(AFA - 2017)
LEITE DERRAMADO
“Um homem muito velho está num leito de hospital. E desfia a quem quiser ouvir suas memórias. Uma saga familiar caracterizada pela decadência social e econômica, tendo como pano de fundo a história do Brasil dos últimos dois séculos.”
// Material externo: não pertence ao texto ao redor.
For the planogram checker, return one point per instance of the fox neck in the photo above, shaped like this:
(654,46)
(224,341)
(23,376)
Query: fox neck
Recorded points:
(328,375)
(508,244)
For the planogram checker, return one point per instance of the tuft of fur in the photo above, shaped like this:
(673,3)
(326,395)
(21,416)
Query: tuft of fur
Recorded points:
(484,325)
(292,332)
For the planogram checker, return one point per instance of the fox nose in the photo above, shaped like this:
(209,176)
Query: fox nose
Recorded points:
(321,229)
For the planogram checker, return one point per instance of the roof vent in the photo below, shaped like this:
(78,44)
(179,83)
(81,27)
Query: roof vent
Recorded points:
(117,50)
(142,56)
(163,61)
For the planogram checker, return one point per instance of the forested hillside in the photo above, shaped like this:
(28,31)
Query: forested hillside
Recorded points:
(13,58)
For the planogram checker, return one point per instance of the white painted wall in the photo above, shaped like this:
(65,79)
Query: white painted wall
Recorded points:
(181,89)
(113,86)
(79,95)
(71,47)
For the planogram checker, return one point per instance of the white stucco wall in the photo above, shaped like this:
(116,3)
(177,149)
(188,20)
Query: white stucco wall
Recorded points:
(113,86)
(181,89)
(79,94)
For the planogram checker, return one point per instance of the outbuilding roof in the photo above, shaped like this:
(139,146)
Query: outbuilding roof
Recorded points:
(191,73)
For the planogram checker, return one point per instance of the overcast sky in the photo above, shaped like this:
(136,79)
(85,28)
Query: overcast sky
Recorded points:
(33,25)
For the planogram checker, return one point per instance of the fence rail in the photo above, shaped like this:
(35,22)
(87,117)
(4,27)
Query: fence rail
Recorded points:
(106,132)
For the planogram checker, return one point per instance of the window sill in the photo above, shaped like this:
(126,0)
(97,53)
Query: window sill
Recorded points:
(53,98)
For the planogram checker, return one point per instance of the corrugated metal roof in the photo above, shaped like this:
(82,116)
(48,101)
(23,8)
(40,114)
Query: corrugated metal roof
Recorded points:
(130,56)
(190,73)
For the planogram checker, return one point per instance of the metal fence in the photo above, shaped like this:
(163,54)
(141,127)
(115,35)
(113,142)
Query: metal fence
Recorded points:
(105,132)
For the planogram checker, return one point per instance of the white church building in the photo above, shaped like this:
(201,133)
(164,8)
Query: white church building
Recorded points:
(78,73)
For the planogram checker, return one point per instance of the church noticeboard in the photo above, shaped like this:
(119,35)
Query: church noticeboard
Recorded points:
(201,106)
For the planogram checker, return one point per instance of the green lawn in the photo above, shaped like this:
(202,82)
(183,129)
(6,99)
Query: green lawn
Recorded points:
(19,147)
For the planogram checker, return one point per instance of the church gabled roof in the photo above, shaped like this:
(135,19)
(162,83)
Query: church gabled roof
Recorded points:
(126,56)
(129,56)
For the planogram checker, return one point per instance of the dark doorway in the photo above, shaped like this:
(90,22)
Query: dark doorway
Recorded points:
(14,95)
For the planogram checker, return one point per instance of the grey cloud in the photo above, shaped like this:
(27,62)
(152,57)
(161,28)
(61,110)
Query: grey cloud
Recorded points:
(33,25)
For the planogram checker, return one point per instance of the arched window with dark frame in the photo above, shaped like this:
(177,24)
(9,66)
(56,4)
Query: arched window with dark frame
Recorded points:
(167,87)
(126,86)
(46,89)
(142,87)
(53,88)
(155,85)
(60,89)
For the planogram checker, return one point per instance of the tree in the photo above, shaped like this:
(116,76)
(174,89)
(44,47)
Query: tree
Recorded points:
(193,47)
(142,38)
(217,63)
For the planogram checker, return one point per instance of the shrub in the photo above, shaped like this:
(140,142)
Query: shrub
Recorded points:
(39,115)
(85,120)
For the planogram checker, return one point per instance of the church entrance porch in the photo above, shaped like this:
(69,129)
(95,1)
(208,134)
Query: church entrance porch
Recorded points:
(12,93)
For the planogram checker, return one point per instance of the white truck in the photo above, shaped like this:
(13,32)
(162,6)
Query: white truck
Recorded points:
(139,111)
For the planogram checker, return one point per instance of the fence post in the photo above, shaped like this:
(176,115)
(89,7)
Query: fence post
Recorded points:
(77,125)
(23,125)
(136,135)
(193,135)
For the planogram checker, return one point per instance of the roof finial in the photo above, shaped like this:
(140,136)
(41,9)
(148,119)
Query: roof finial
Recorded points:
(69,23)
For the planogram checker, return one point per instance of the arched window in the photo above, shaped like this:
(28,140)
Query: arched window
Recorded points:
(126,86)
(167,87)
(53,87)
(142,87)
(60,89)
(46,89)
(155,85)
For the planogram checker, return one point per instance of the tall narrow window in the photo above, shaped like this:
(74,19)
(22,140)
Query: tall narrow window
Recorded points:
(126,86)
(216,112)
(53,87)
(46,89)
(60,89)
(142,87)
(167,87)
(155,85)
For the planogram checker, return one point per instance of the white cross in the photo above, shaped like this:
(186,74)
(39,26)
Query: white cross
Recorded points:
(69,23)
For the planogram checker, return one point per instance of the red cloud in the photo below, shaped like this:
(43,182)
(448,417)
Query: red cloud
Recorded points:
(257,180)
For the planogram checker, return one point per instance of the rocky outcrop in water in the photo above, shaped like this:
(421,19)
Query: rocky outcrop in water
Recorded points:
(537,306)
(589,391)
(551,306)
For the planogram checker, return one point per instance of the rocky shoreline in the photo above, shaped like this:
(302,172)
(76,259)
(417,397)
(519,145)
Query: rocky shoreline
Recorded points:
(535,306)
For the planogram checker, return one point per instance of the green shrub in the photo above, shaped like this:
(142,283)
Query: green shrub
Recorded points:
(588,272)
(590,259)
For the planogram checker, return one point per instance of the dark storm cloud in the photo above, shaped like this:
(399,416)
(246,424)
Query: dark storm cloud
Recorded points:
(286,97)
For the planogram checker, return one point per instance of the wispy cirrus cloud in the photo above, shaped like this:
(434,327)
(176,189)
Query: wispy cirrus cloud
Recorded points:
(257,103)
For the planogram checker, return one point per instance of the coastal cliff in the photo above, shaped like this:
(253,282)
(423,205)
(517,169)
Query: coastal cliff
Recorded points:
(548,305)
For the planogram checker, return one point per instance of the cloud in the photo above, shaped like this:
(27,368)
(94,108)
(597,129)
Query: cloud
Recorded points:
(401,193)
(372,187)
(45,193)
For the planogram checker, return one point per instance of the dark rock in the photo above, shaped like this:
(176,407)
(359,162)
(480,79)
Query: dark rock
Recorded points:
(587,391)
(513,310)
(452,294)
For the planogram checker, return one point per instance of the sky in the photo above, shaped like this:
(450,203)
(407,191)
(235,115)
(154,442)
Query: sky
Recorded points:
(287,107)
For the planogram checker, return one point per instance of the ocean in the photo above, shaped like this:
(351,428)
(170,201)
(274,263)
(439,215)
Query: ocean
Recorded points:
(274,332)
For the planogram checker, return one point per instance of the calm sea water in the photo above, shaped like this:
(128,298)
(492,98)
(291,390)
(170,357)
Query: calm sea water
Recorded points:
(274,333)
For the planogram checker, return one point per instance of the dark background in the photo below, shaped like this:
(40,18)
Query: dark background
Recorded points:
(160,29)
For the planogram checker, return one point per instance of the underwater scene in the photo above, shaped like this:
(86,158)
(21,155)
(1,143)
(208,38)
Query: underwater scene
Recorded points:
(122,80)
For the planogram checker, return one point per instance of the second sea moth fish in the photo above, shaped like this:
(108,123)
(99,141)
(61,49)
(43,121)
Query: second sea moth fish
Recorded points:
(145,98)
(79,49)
Não sei por que você não me alivia a dor. Todo dia a senhora levanta a persiana com bruteza e joga sol no meu rosto. Não sei que graça pode achar dos meus esgares, é uma pontada cada vez que respiro. Às vezes aspiro fundo e encho os pulmões de um ar insuportável, para ter alguns segundos de conforto, expelindo a dor. Mas bem antes da doença e da velhice, talvez minha vida já fosse um pouco assim, uma dorzinha chata a me espetar o tempo todo, e de repente uma lambada atroz. Quando perdi minha mulher, foi atroz. E qualquer coisa que eu recorde agora, vai doer, a memória é uma vasta ferida. Mas nem assim você me dá os remédios, você é meio desumana. Acho que nem é da enfermagem, nunca vi essa cara sua por aqui. Claro, você é a minha filha que estava na contraluz, me dê um beijo. Eu ia mesmo lhe telefonar para me fazer companhia, me ler jornais, romances russos. Fica essa televisão ligada o dia inteiro, as pessoas aqui não são sociáveis. Não estou me queixando de nada, seria uma ingratidão com você e com o seu filho. Mas se o garotão está tão rico, não sei por que diabos não me interna em uma casa de saúde tradicional, de religiosas. Eu próprio poderia arcar com viagem e tratamento no estrangeiro, se o seu marido não me tivesse arruinado.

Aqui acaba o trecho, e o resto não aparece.